While that might sound great on the surface, it would actually be a net tax on the financial system and global investors, whose only option would be to borrow at even lower negative rates from central banks like the Fed to keep the cash flow going.

Then, the scarcity of new treasuries — remember, at that point the budget is balanced — would create artificial demand for the pre-existing, rapidly dwindling supply of positive-yielding bonds.

In the meantime, real-world investors, retirement funds and the smart money that do not have access to central bank borrowing windows and depend on positive yields to survive might start dumping the dollar on foreign exchange markets. Why?

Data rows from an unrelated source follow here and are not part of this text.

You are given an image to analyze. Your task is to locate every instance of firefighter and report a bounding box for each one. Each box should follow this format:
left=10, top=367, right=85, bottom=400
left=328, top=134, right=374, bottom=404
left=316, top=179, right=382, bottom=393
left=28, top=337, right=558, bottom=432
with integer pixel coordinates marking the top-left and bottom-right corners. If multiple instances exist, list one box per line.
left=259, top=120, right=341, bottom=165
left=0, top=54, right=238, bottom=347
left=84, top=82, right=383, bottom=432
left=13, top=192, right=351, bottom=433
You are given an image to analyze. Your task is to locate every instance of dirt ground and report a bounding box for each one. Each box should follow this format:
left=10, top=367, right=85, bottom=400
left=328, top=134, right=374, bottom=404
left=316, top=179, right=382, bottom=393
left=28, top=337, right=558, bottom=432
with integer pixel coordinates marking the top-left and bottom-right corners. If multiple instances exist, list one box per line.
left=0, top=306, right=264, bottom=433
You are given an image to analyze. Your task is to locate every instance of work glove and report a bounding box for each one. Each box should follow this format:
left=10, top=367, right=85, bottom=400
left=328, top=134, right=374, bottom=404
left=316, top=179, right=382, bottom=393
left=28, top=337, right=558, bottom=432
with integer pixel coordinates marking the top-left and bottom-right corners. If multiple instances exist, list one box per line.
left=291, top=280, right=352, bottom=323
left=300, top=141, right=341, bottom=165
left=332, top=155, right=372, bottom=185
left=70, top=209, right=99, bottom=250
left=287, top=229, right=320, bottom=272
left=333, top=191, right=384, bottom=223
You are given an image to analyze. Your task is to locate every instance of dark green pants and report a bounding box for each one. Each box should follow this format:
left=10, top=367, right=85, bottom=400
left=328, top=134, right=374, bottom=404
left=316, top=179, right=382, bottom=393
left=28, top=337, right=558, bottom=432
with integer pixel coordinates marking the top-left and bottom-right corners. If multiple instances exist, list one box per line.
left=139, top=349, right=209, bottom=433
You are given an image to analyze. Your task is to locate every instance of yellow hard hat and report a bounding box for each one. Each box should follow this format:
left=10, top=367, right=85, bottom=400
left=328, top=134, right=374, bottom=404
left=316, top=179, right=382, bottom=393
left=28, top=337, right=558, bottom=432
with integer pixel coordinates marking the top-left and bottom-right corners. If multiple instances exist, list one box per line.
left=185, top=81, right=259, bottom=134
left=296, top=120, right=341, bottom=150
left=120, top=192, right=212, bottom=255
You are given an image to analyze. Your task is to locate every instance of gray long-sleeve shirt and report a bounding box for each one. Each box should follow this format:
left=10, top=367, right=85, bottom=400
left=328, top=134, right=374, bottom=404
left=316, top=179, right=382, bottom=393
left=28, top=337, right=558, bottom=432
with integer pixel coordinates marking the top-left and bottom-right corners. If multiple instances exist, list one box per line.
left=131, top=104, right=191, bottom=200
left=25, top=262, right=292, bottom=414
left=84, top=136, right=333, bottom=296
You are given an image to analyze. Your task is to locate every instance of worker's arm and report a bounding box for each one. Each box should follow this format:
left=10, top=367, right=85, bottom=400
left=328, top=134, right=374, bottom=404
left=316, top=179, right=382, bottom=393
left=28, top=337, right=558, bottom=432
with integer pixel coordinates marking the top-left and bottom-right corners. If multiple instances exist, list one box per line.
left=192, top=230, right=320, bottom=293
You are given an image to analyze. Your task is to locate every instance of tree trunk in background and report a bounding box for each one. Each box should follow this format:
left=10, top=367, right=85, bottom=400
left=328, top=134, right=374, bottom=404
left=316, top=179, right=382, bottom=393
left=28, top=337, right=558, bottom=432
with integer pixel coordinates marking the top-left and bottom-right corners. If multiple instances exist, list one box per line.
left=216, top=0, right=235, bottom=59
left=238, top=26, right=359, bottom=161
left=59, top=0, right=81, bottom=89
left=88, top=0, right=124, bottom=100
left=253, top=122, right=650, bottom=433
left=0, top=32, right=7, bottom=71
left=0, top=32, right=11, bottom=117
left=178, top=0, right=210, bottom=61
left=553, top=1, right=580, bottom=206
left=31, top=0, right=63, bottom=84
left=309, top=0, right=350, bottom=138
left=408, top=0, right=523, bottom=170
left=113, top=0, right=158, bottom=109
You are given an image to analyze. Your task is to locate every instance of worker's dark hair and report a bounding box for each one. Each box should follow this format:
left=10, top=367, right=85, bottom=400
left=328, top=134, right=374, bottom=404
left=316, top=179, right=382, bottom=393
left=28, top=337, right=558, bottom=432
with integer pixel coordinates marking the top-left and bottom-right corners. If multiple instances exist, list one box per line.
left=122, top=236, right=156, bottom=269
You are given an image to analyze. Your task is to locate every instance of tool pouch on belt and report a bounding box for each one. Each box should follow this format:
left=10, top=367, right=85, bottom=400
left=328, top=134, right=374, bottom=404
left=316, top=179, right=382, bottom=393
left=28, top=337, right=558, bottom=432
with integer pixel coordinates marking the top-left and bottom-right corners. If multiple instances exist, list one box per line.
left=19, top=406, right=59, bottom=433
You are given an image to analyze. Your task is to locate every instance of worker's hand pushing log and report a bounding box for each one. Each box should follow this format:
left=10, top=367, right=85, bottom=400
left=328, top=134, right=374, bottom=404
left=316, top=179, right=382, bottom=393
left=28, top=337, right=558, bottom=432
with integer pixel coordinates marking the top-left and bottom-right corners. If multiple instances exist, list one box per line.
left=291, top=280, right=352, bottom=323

As the world’s reserve currency, the dollar has a special status as the primary means for settling international trade.

Well, when you want less of something, you tax it. And taxing investors for holding dollars via negative interest rates creates a disincentive for holding them for very long — or at all.

Yellen outlined in her testimony that negative rates would be a “measure to support the economy and to encourage additional lending and to move down yields on interest-bearing assets to stimulate risk-taking [and] investment spending.”

But the real risk is that instead of stimulating aggregate demand, negative rates actually encourage investors and foreigners to get out of dollar-denominated assets like U.S. treasuries. It would encourage institutions to start trading with something that actually has a positive yield, instead of paying for the privilege of merely engaging in commerce.

In short, negative interest rates by the Fed could provoke a run on the dollar. Perhaps it is an outside risk, but a risk nonetheless.

Perhaps members of Congress like Rep. Emmer ought to intervene and take negative rates off the table for the Fed — before we get there. As Yellen noted, “Rule out is something we tend not to do.” That means it might actually happen.

Robert Romano is the senior editor of Americans for Limited Government.